Spring naar de content

De ‘Federer Moments’ van David Foster Wallace

“I submit that tennis is the most beautiful sport there is and also the most demanding.” – David Foster Wallace (‘The String Theory’. In: Esquire, 1995)Het is zomer 1995.
De Amerikaanse schrijver David Foster Wallace is als journalist van Esquire aanwezig bij de kwalificatiewedstrijden van de Canadian Open. Hij bezocht wedstrijden, sprak met spelers en haalde herinneringen op aan zijn eigen spel: Wallace was zelf tot in zijn puberteit een veelbelovende tennisser geweest.

Gepubliceerd op: Geplaatst in de volgende categorieën: door Frank Heinen

De mooiste sport die er bestaat
Tenminste, dat dacht hij zelf.
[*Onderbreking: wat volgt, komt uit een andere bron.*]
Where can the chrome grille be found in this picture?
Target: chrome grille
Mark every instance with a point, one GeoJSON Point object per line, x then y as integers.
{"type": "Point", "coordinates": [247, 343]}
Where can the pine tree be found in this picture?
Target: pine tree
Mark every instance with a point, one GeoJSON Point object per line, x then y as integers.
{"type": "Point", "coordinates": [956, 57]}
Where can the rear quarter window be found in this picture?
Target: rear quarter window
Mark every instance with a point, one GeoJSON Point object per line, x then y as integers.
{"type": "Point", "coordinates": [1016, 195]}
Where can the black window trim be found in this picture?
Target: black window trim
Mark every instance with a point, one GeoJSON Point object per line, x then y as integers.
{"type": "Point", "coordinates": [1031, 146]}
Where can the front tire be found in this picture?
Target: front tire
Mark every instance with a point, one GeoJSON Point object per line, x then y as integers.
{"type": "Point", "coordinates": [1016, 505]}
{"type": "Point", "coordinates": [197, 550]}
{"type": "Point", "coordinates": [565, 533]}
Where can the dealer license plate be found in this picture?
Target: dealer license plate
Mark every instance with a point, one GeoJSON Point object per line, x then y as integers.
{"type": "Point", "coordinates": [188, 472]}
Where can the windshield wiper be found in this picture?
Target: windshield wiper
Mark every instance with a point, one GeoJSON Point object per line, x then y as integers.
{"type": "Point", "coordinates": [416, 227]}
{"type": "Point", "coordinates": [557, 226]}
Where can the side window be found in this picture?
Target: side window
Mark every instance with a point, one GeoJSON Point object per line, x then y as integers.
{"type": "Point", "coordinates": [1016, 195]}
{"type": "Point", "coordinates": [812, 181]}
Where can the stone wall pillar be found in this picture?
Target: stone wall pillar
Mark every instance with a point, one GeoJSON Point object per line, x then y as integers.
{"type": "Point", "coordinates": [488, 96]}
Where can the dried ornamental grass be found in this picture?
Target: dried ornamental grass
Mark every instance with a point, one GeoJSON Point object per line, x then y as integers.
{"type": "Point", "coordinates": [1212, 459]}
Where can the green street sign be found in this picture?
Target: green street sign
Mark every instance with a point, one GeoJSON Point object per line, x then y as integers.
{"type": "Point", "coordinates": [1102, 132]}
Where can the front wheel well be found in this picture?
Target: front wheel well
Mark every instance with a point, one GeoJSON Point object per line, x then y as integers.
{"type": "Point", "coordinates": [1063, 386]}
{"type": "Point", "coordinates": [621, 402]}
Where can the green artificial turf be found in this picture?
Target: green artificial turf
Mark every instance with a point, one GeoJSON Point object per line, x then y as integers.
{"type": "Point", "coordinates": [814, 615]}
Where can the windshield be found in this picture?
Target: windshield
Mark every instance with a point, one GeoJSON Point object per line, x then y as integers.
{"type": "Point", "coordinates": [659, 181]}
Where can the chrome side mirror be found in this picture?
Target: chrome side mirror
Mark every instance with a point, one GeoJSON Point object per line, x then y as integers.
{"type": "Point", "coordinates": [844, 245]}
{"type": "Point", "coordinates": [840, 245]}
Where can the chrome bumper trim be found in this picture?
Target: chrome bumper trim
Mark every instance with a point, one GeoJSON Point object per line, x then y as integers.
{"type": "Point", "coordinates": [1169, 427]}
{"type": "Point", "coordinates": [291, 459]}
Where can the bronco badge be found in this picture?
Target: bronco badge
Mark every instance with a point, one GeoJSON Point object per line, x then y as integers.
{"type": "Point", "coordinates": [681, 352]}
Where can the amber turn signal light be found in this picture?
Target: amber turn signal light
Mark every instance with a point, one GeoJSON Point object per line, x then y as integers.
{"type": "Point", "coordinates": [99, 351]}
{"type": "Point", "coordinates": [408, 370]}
Zijn werkelijk niveau was dat van een regionale subtopper die van zichzelf dacht dat hij ‘het’ in zich had, simpelweg omdat hij nooit ervaren had wat het was om te spelen tegen mensen van een ander niveau, een niveau waarvoor hij de nodige fantasie nodig had om te begrijpen hoe hoog het eigenlijk wel was.
Met een combinatie van verbijstering en bewondering is Wallace getuige van de wedstrijd tussen Michael T. Joyce  en Dan Brakus, vergeten of zelfs nooit bekend geworden tennissers die zich een loopbaan lang hebben moeten behelpen in de kelder van het wereldtennis. En toch, zo stelt Foster Wallace vast, is het spel dat Brakus en Joyce voor hem ontvouwen van een volstrekt andere orde dan welke tenniswedstrijd hij ooit maar heeft gespeeld.
Tennis, zo stelt de schrijver van The Pale King, is niet alleen de mooiste sport die er bestaat, maar ook de meest veeleisende. Je hebt lichaamscontrole nodig, oog-handcoordinatie, snelheid, uithoudingsvermogen en een vreemde combinatie van voorzichtigheid en driestheid.
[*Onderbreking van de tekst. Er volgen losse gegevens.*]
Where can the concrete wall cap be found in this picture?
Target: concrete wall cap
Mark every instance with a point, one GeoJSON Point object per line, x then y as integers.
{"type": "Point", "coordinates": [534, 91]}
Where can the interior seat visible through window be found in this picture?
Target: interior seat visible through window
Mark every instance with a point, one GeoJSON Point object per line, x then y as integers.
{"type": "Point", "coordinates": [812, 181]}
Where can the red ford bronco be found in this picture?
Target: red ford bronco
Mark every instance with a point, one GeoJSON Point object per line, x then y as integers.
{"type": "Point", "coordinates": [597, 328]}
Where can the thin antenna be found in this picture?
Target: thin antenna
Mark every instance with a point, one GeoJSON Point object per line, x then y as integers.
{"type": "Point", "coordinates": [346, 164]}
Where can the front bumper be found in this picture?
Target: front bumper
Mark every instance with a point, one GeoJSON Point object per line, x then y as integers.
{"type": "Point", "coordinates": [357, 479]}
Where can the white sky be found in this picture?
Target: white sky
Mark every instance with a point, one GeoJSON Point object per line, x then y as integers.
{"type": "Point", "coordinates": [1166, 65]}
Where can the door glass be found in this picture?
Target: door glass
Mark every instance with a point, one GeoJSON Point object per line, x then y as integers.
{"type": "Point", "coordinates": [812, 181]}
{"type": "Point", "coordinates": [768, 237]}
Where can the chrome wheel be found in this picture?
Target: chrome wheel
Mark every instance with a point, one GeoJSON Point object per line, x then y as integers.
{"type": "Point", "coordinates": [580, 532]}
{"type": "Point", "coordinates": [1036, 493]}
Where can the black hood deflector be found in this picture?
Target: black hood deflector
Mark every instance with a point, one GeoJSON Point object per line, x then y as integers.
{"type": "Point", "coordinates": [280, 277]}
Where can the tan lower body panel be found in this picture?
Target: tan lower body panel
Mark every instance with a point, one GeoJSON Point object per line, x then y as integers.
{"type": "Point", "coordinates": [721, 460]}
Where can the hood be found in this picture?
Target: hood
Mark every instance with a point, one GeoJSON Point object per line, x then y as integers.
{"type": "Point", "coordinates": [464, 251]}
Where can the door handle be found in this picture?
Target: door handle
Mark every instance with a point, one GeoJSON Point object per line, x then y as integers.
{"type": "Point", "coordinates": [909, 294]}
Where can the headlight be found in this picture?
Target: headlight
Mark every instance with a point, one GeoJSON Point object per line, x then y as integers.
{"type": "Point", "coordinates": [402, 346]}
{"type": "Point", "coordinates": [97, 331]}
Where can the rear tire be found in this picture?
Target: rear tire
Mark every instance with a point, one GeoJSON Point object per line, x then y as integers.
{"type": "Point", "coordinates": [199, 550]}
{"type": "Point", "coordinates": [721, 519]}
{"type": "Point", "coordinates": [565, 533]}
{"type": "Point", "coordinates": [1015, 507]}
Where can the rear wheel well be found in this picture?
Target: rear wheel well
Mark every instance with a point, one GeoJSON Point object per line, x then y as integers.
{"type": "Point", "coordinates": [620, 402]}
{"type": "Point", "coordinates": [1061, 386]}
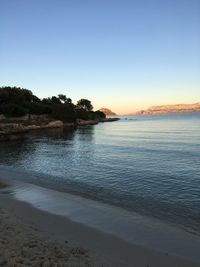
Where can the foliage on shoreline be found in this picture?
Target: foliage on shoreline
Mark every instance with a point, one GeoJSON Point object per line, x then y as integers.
{"type": "Point", "coordinates": [18, 102]}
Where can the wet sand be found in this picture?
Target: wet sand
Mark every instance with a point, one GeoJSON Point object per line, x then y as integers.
{"type": "Point", "coordinates": [29, 235]}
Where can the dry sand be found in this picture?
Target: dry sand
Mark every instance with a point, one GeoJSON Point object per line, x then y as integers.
{"type": "Point", "coordinates": [31, 237]}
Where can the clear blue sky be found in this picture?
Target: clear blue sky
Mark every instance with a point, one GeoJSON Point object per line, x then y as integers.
{"type": "Point", "coordinates": [125, 55]}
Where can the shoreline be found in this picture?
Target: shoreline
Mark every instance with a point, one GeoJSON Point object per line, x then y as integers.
{"type": "Point", "coordinates": [16, 130]}
{"type": "Point", "coordinates": [61, 227]}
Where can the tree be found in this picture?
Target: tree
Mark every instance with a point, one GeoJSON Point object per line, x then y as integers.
{"type": "Point", "coordinates": [84, 104]}
{"type": "Point", "coordinates": [64, 99]}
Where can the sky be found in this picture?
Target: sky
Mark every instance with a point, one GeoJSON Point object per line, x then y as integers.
{"type": "Point", "coordinates": [124, 55]}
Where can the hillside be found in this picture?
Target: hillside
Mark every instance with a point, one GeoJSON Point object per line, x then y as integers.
{"type": "Point", "coordinates": [108, 112]}
{"type": "Point", "coordinates": [172, 109]}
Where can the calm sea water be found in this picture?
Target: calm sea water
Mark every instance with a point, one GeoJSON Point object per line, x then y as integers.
{"type": "Point", "coordinates": [149, 164]}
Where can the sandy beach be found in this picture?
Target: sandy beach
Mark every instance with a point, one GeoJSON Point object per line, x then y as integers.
{"type": "Point", "coordinates": [32, 237]}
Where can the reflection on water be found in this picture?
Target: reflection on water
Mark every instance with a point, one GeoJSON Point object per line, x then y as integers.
{"type": "Point", "coordinates": [149, 164]}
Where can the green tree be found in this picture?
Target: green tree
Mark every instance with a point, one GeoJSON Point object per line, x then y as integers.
{"type": "Point", "coordinates": [84, 104]}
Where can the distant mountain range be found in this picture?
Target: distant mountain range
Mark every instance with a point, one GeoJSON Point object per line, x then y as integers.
{"type": "Point", "coordinates": [108, 112]}
{"type": "Point", "coordinates": [171, 109]}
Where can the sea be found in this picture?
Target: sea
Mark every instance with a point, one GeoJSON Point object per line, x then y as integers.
{"type": "Point", "coordinates": [148, 164]}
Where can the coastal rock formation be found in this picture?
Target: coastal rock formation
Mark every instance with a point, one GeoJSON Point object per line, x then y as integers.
{"type": "Point", "coordinates": [172, 109]}
{"type": "Point", "coordinates": [108, 112]}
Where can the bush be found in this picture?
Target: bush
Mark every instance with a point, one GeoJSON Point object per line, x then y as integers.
{"type": "Point", "coordinates": [63, 112]}
{"type": "Point", "coordinates": [12, 110]}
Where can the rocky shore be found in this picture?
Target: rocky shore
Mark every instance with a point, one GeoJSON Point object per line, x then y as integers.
{"type": "Point", "coordinates": [15, 129]}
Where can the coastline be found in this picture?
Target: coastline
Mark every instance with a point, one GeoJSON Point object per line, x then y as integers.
{"type": "Point", "coordinates": [16, 130]}
{"type": "Point", "coordinates": [105, 248]}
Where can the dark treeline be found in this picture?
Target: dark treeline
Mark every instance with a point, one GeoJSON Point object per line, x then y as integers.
{"type": "Point", "coordinates": [17, 102]}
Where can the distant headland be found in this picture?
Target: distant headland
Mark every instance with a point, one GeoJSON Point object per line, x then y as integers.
{"type": "Point", "coordinates": [164, 109]}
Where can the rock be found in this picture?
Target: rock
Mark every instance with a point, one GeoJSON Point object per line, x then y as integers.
{"type": "Point", "coordinates": [54, 124]}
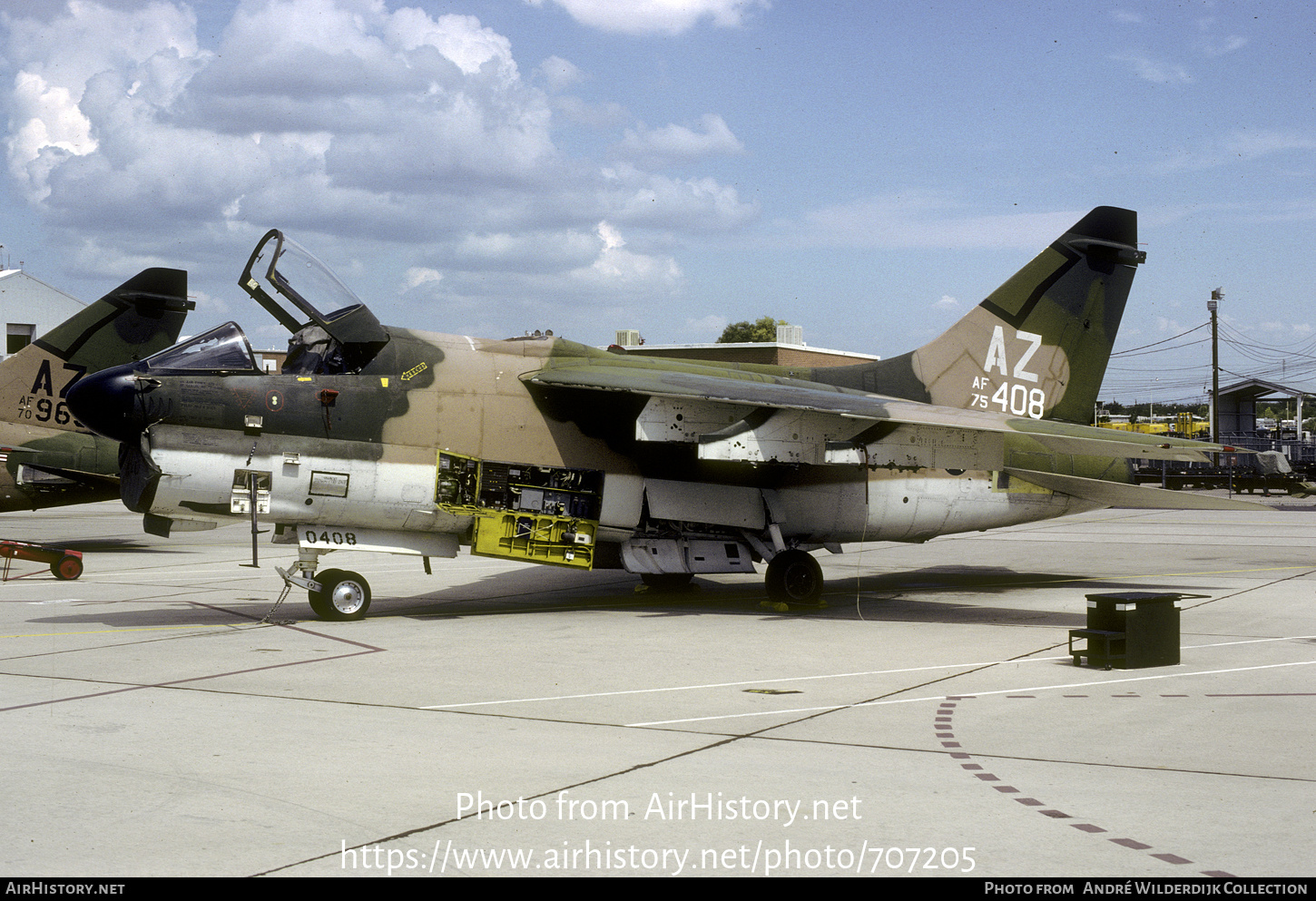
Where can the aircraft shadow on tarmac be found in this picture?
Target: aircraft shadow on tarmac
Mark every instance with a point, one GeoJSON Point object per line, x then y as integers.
{"type": "Point", "coordinates": [949, 594]}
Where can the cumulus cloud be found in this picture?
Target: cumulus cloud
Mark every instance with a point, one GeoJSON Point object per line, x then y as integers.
{"type": "Point", "coordinates": [657, 16]}
{"type": "Point", "coordinates": [418, 275]}
{"type": "Point", "coordinates": [389, 134]}
{"type": "Point", "coordinates": [929, 220]}
{"type": "Point", "coordinates": [674, 143]}
{"type": "Point", "coordinates": [1154, 70]}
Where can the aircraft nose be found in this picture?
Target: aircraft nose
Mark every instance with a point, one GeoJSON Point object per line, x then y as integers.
{"type": "Point", "coordinates": [110, 403]}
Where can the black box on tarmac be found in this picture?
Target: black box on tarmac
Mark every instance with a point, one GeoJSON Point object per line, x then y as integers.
{"type": "Point", "coordinates": [1129, 631]}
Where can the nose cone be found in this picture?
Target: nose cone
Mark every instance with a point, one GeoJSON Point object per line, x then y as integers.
{"type": "Point", "coordinates": [110, 403]}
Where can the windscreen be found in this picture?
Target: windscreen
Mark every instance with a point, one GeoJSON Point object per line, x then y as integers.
{"type": "Point", "coordinates": [222, 348]}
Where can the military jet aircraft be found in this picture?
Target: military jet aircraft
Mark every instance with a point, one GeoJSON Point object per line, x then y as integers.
{"type": "Point", "coordinates": [49, 458]}
{"type": "Point", "coordinates": [388, 439]}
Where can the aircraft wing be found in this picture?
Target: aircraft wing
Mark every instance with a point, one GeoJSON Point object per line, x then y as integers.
{"type": "Point", "coordinates": [916, 425]}
{"type": "Point", "coordinates": [1114, 494]}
Schoonheid van de universele soort
Tien jaar later
Dit keer is Wallace niet op de Canadian Open, maar op Wimbledon, de tennistempel van aardbeien met slagroom, lijnrechters met lange rokken en Tim Henman. De plaats waar de Britse upper lip zich van z’n stiffste kant laat zien en bovendien de plek waar ieder jaar witte magie wordt bedreven door een handjevol tennissers die dingen doen die de rest van het jaar onmogelijk lijken. Wallace, afkomstig uit het land van de US Open, een rumoerig pizzarestaurant vergeleken bij de haute cuisine van Wimbledon. Hij beschrijft het Londense toernooi als een autoriteit die al zijn diploma’s aan de muur van z’n kantoor heeft gehangen: iedere keer als je hem ontmoet, sta je oog in oog met zijn superioriteit.
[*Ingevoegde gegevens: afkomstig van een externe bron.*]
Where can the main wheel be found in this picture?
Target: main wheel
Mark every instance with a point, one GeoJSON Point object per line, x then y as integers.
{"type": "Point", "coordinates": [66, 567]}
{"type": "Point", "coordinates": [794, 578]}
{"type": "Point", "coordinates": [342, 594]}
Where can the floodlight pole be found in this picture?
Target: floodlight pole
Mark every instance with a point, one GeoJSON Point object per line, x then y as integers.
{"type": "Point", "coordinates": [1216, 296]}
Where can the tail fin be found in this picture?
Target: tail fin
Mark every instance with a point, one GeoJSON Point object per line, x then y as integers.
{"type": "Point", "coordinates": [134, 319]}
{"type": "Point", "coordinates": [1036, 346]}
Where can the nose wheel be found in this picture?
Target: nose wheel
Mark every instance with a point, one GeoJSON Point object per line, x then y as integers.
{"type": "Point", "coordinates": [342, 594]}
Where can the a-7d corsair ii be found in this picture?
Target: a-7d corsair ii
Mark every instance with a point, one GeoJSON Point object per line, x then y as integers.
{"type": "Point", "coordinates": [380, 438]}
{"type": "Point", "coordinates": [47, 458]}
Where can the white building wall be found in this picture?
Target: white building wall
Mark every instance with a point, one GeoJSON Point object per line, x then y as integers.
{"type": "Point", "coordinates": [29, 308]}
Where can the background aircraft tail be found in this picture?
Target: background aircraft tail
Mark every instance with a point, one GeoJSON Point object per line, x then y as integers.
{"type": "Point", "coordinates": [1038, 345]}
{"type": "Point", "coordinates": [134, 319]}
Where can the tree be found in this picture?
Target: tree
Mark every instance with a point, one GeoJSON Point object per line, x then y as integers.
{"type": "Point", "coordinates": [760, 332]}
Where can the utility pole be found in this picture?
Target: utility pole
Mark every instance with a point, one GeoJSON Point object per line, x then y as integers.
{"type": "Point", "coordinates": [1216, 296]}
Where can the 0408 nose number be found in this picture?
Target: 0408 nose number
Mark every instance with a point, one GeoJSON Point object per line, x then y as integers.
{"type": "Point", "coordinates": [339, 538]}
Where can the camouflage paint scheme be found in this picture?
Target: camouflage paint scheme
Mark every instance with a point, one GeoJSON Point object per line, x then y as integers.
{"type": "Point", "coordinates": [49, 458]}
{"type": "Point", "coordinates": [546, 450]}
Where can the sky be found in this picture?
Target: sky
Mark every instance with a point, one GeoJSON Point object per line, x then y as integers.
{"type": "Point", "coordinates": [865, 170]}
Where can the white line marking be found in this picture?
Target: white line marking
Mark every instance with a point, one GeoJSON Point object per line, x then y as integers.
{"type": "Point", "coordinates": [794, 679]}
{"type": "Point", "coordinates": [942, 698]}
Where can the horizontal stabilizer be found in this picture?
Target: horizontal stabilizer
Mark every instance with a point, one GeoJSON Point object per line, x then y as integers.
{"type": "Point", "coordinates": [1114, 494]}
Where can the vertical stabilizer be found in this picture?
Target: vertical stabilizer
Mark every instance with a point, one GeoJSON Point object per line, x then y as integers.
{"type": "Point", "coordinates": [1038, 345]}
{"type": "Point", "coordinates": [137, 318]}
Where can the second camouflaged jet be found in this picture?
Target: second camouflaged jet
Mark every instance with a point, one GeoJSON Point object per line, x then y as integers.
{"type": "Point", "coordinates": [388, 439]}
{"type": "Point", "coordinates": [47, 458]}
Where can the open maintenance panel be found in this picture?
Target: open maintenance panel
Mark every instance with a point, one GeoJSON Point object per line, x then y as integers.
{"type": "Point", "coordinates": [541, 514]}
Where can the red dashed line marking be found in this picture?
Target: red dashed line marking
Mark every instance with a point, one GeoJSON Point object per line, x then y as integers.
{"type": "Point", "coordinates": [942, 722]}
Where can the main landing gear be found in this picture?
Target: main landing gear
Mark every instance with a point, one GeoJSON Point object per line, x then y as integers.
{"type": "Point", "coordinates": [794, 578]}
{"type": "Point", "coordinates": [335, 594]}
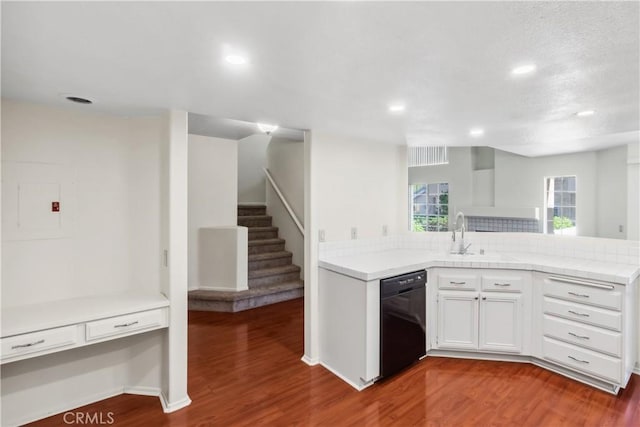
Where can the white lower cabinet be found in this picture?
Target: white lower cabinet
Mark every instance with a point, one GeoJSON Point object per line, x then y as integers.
{"type": "Point", "coordinates": [488, 320]}
{"type": "Point", "coordinates": [457, 320]}
{"type": "Point", "coordinates": [587, 327]}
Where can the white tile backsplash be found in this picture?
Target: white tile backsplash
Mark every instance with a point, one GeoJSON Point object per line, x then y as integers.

Wallace is door The New York Times naar Wimbledon gestuurd om verslag te doen van Roger Federers verwachte tovenarij. Daar, uitkijkend op de zorgvuldig gecultiveerde sprietjes van het Centre Court, beleeft Foster Wallace een van zijn Federer Moments: momenten die een mengeling zijn van genot en onbegrip en die nog eens versterkt worden als je zelf gesport hebt en ook maar een flauwe notie hebt van de onmogelijkheid van wat die man in het wit daar op een paar meter afstand staat te doen.
Federers schoonheid is van het universele soort, aldus Foster Wallace. De kracht en aantrekkingskracht ervan overstijgen de grenzen van geslacht of culturele normen. Een kinetische schoonheid, noemt de schrijver het.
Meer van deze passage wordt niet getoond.